The fourth question and answer is the kicker, as far as evangelicalism is concerned. What reason have I to reach such a conclusion? Why, the whole revelation of God. Faith, reason, scripture. We do lip-service to the idea that the bible needs interpreting, isn't simply a rule-book, isn't akin to the ever-unchanging Koran. But too frequently we fail to embrace what that really means. The Evangelical custom has been to take the text and twist it until it means what we want it to, even to the point of making a reading which plainly wasn't in the mind of the original author. Of course, finding meaning which wasn't known to the writer is a valid interpretative method (it applies, after all, to much OT prophecy), but to go so far as to say that that meaning is normative seems, well, several steps too far.

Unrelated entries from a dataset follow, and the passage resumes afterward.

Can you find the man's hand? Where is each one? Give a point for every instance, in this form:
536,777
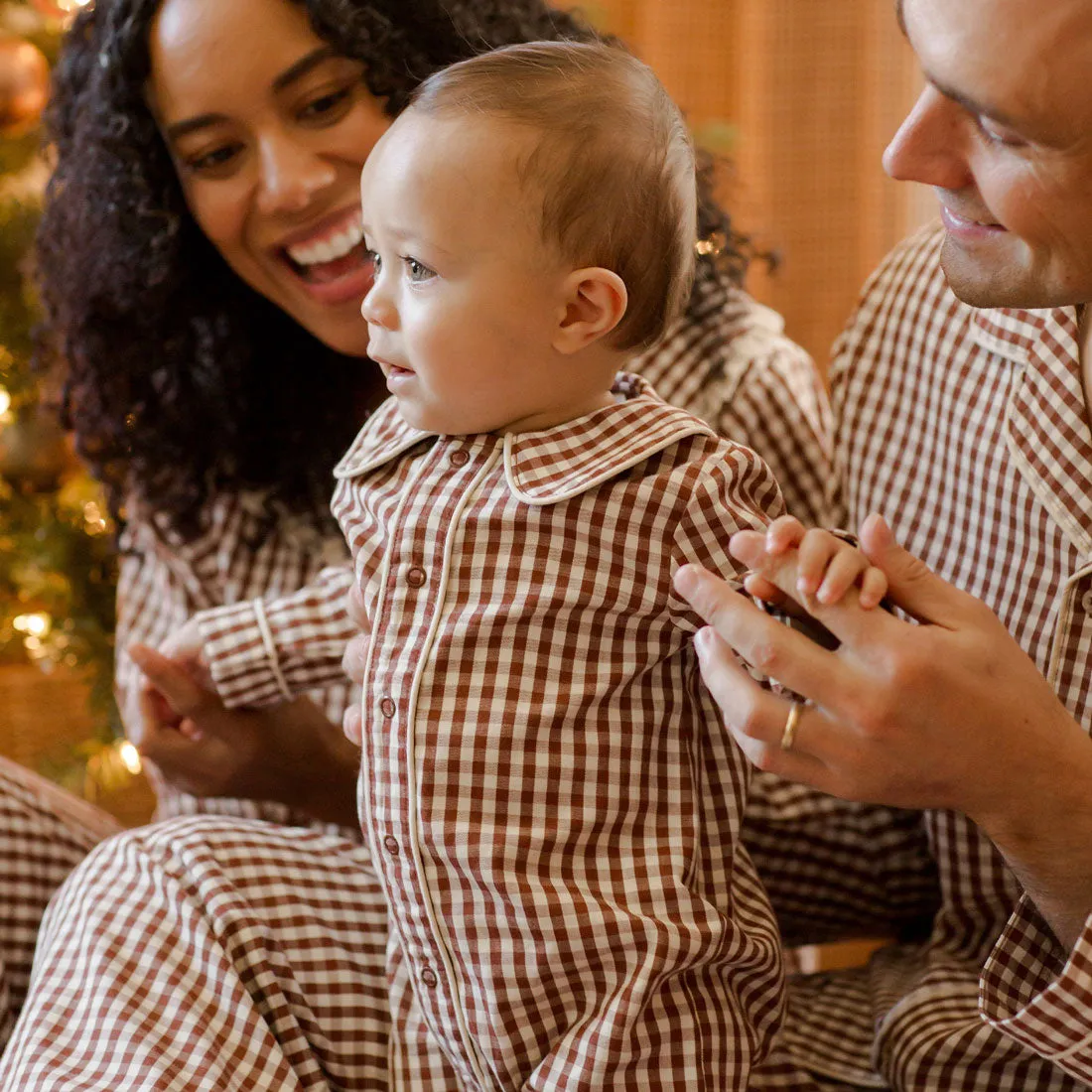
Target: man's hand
291,753
949,713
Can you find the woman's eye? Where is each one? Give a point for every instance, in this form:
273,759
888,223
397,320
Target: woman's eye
214,161
417,270
318,108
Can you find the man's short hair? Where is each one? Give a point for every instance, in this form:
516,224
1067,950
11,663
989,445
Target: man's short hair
613,164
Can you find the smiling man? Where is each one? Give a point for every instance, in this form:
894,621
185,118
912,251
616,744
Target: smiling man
962,394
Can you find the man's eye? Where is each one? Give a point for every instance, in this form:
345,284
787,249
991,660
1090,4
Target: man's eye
987,130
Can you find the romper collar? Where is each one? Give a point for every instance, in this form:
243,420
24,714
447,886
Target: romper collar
555,465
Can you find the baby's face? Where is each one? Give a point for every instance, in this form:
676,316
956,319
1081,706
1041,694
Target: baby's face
467,296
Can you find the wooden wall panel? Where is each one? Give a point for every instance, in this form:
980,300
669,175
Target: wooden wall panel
803,95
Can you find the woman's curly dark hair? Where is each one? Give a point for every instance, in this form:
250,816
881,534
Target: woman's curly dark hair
182,380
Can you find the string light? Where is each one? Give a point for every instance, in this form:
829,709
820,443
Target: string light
35,625
130,756
94,522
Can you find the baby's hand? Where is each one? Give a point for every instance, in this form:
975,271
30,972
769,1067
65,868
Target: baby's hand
827,567
353,662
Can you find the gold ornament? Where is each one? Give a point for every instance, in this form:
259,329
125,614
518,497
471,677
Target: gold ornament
59,9
24,85
33,450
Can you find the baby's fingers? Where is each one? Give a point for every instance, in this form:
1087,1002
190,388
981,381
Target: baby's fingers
874,587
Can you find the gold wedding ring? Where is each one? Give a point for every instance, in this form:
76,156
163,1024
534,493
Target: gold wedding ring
788,734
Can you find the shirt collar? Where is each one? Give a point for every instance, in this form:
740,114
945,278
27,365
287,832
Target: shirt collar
1014,332
552,466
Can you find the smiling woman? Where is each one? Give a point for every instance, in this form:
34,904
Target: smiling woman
269,144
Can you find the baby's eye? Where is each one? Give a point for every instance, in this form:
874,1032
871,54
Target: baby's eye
418,271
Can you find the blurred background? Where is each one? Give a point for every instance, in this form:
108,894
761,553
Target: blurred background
798,96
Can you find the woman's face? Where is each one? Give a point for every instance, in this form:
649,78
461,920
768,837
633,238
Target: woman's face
269,129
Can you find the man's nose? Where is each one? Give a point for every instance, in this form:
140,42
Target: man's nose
930,144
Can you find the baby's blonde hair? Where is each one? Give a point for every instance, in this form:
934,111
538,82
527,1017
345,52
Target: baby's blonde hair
613,164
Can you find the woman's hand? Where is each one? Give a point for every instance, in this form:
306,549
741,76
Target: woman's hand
291,753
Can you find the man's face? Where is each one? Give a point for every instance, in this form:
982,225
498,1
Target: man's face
1003,132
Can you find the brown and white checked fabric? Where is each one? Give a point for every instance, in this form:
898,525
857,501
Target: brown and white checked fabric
47,833
728,361
164,581
297,1014
552,800
968,430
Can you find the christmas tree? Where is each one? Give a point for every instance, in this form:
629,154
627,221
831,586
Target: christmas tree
57,544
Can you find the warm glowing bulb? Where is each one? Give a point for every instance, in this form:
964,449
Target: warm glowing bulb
129,755
36,624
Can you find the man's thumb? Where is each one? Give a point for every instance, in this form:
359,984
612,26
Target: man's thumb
913,586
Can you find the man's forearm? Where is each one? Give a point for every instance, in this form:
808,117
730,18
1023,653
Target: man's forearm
1044,832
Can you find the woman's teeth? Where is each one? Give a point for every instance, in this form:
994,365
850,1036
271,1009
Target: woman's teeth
328,250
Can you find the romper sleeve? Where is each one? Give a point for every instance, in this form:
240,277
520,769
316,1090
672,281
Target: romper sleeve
734,490
774,402
264,651
1035,993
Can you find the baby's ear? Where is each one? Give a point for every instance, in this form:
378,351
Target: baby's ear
596,301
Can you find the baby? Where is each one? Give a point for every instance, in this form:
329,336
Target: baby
552,799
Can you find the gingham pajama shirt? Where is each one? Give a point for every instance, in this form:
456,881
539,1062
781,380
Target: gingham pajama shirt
968,430
550,797
222,952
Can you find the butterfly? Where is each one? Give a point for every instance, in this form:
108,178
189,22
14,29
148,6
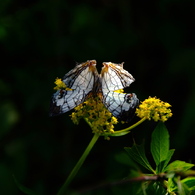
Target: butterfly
84,80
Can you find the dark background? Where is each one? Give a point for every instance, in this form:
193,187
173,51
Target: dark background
41,40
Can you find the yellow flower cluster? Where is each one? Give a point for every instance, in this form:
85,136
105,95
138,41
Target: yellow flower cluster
154,108
60,85
96,115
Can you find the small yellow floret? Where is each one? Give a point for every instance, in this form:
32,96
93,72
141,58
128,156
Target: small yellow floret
154,108
96,114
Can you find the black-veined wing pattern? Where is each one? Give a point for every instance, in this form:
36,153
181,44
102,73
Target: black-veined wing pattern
121,105
84,79
80,82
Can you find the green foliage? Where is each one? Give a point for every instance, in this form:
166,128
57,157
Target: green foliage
166,178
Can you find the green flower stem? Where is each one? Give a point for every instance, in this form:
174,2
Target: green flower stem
131,127
75,170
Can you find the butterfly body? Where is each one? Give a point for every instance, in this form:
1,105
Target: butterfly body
84,80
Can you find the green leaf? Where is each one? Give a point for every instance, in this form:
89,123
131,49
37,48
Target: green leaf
160,145
189,182
23,188
179,166
161,167
116,134
137,153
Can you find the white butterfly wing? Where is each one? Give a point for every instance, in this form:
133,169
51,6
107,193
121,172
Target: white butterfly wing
81,81
121,105
114,77
83,76
63,101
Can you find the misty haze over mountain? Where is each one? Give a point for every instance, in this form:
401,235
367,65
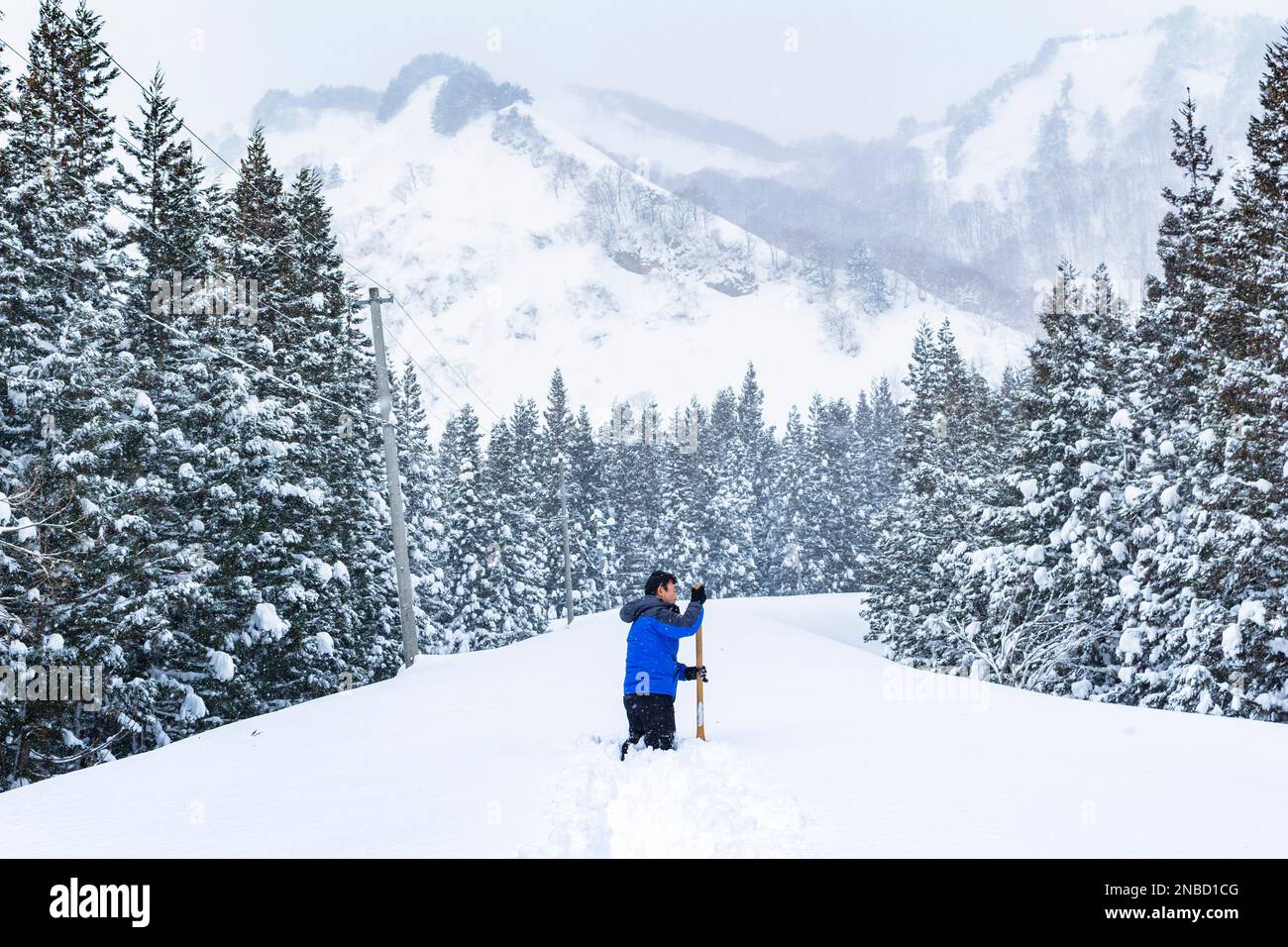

I'm much happier with a "that was then; this is now" argument, even though it feels more tentative and provisional; less grounded.

I could be wrong, I know. But I have peace. I haven't stopped seeking after truth, and I don't think I've properly grasped the extent and shape of this. But I have stopped worrying.

2 comments:

Anonymous said...

American Ruth put me onto this ... mostly because I have a ah-ha feminist moment myself this week (which I blogged about)

You write ... "I'm much happier with a "that was then; this is now" ... argument," ( even though it feels more tentative and provisional; less grounded.)

I think I agree with that.

I'm currently writing an assignment on the priesthood of all believers ... and keep coming back to Paul's point that we are the body of Christ - we are all needed - and that there is no Greek, slave/free or male/female - we are all ONE in Christ. I find that interesting in today's emergent /emerging church context.

Andrew said...

Thank you. See my comments on your blog.